Carpaccio, cocina en crudo
El Carpaccio sorprende en cuanto a que la carne se presenta en crudo, con tan sólo un aliño de aceite y zumo de limón básicamente. Se cree que el origen de esta receta se remonta a la Venecia de mediados del siglo XX pero no existen pruebas concluyentes al respecto. Y es que su nombre, que podría servirnos de pista, proviene de Vittore Carpaccio, pintor al que le encantaba, en sus cuadros, “abusar” del rojo y del amarillo. ¿Te atreves a probarlo?
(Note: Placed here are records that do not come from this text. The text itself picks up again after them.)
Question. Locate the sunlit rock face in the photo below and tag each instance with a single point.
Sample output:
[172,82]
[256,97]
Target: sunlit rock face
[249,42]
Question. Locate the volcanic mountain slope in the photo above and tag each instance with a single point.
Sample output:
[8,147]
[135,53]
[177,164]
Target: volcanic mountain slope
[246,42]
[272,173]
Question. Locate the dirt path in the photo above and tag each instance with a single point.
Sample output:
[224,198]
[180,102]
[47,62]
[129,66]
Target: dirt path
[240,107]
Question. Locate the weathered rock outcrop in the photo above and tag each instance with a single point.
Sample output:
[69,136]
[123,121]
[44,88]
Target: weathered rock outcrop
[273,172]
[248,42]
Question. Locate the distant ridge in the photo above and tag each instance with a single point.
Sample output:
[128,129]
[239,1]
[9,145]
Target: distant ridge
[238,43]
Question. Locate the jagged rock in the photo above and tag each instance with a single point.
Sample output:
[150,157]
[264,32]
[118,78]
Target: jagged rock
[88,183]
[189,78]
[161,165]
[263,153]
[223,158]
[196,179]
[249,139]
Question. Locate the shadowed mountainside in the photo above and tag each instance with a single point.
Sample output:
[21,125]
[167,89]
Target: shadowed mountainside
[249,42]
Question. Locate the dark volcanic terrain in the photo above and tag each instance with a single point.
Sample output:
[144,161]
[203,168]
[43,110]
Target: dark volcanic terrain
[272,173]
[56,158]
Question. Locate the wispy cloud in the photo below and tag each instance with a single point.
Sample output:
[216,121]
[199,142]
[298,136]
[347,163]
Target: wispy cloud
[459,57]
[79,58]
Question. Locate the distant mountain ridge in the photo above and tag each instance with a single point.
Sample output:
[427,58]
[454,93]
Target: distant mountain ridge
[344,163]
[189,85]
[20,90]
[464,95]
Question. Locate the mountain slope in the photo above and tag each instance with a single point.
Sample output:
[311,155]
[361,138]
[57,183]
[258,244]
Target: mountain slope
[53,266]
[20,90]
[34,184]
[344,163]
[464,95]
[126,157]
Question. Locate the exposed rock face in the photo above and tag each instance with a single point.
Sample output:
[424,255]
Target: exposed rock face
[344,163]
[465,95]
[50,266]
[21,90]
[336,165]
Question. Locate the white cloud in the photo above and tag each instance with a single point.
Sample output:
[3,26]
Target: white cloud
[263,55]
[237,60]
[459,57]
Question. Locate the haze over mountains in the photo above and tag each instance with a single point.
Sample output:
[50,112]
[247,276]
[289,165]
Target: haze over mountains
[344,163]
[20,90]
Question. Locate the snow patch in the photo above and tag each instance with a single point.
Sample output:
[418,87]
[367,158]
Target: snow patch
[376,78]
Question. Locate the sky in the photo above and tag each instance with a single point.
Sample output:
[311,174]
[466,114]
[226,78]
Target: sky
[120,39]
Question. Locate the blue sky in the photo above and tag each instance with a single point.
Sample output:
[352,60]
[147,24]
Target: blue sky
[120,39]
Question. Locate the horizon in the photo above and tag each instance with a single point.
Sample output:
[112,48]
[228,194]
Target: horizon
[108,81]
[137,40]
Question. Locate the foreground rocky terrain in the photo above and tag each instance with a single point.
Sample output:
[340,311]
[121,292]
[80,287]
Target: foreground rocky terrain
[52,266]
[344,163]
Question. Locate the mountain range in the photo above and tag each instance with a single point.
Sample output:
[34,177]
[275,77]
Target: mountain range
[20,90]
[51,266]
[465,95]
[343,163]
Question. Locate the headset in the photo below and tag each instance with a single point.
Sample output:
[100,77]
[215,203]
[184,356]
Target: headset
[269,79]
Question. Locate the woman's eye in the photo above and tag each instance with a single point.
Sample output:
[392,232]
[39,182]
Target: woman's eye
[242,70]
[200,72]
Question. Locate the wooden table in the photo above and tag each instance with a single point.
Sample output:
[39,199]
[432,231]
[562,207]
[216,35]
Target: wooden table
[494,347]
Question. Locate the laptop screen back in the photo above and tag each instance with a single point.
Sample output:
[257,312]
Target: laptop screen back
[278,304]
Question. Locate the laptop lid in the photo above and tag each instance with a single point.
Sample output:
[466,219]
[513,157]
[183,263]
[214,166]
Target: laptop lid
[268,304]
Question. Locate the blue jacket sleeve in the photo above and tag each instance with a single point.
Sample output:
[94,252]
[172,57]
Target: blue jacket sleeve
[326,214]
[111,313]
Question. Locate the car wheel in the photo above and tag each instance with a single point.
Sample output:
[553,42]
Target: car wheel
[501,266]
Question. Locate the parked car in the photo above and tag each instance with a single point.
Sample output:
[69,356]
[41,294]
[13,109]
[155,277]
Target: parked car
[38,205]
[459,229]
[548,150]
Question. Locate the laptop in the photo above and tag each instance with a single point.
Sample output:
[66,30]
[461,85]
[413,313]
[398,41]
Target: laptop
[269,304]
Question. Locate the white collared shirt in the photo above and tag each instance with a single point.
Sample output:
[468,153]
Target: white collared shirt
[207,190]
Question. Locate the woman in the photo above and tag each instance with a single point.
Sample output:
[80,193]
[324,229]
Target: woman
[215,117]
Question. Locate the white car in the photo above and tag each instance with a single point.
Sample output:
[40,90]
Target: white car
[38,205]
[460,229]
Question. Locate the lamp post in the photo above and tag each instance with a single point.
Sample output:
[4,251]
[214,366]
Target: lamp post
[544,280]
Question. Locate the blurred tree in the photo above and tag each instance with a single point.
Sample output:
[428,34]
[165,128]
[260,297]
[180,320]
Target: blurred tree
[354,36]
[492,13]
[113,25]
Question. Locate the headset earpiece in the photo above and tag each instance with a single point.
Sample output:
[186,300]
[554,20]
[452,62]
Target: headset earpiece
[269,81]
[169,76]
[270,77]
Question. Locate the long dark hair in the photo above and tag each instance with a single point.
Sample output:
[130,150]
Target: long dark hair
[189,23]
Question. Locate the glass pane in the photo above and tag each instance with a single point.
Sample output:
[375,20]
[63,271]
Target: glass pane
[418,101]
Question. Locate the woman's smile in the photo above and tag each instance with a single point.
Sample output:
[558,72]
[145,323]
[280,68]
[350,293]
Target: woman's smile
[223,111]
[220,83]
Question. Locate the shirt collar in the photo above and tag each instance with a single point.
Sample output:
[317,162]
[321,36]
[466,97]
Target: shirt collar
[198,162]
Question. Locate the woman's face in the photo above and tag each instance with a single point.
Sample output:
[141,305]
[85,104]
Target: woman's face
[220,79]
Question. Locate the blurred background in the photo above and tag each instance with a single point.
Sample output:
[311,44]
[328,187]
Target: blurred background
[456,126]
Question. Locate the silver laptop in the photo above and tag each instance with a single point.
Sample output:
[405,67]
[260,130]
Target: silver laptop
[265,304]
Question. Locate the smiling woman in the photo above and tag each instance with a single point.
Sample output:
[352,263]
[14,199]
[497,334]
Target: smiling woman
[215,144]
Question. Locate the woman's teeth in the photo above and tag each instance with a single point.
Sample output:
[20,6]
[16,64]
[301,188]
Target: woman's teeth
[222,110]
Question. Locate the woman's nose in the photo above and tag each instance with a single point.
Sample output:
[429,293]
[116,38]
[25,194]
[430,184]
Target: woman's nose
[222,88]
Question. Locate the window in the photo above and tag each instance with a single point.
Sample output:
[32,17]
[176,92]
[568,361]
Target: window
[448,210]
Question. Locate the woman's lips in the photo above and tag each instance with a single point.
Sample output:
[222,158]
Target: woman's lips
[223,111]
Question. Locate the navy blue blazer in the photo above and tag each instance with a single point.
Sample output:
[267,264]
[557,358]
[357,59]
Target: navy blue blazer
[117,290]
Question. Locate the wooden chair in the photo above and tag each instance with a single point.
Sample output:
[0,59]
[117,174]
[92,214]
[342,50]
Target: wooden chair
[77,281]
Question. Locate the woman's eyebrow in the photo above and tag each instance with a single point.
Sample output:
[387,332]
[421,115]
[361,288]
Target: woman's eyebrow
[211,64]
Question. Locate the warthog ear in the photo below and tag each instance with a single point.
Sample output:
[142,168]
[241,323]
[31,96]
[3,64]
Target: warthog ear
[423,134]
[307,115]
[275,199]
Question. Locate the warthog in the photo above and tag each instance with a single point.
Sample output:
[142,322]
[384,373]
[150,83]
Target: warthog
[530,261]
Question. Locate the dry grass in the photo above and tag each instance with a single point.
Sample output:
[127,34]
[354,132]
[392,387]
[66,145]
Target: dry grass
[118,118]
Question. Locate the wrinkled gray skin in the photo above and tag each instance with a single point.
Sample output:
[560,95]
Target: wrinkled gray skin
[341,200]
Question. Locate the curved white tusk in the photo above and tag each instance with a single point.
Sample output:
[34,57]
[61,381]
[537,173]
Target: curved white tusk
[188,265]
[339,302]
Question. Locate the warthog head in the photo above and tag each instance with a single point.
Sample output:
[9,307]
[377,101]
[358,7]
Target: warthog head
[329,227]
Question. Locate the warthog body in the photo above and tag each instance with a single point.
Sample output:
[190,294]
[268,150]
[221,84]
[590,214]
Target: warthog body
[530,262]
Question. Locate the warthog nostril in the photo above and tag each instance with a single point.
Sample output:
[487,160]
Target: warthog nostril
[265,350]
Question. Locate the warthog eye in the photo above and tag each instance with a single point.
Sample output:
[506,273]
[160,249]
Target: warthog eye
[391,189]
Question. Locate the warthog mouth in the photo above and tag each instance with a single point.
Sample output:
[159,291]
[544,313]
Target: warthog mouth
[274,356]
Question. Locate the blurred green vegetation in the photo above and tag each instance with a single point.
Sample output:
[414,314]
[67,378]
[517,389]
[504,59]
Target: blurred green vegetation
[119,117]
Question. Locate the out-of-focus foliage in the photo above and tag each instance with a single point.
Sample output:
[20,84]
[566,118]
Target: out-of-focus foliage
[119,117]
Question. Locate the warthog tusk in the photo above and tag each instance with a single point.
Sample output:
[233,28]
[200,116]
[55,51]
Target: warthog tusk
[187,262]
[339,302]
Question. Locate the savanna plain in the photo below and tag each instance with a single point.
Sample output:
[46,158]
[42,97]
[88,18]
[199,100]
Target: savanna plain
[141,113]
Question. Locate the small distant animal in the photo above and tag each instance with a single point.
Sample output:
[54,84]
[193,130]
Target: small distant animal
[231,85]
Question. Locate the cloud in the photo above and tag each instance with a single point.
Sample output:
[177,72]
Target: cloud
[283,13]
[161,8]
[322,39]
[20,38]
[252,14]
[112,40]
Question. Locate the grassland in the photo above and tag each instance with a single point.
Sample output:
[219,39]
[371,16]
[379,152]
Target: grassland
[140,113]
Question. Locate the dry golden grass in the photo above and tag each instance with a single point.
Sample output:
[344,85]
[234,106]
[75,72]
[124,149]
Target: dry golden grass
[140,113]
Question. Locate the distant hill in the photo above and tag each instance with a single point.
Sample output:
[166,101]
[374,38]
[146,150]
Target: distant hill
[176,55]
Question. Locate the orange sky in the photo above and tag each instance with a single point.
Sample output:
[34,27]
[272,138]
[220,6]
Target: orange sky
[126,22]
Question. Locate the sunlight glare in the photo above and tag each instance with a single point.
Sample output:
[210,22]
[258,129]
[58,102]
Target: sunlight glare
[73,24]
Aquí mismo te dejamos la receta:
- Ingredientes (4 personas):
- 250 gramos de solomillo de buey.
- 40 gramos de queso de Parma.
- 1/2 cucharadita de mostaza en polvo.
- Aceite de oliva.
- Zumo de limón.
- Salsa Worcester.
- Sal.
- Pimienta.
- Perejil.
- Dificultad:Fácil.
- Preparación:
1.- Cortar la carne en láminas muy finas, que casi se pueda ver a través de ellas pero sin que lleguen a romperse.
2.- Colocarla luego en una fuente o plato llano, añadirle sal al gusto y bañar con dos cucharadas del zumo de limón.
3.- Mezclar media cucharada de aceite de oliva con la mostaza, una pizca de pimienta y unos toques de salsa Worcester. Verter este aliño sobre toda la carne y dejar reposar unos 10 o 15 minutos.
4.- Cortar en juliana, (en tiras), el queso parmesano, procurando que sean tiras finas, y colocar éstas sobre la carne, bien distribuidas.
5.- Para servir puedes espolvorearle perejil picado. Si lo prefieres, sírvelo sin perejil una vez terminado el paso anterior.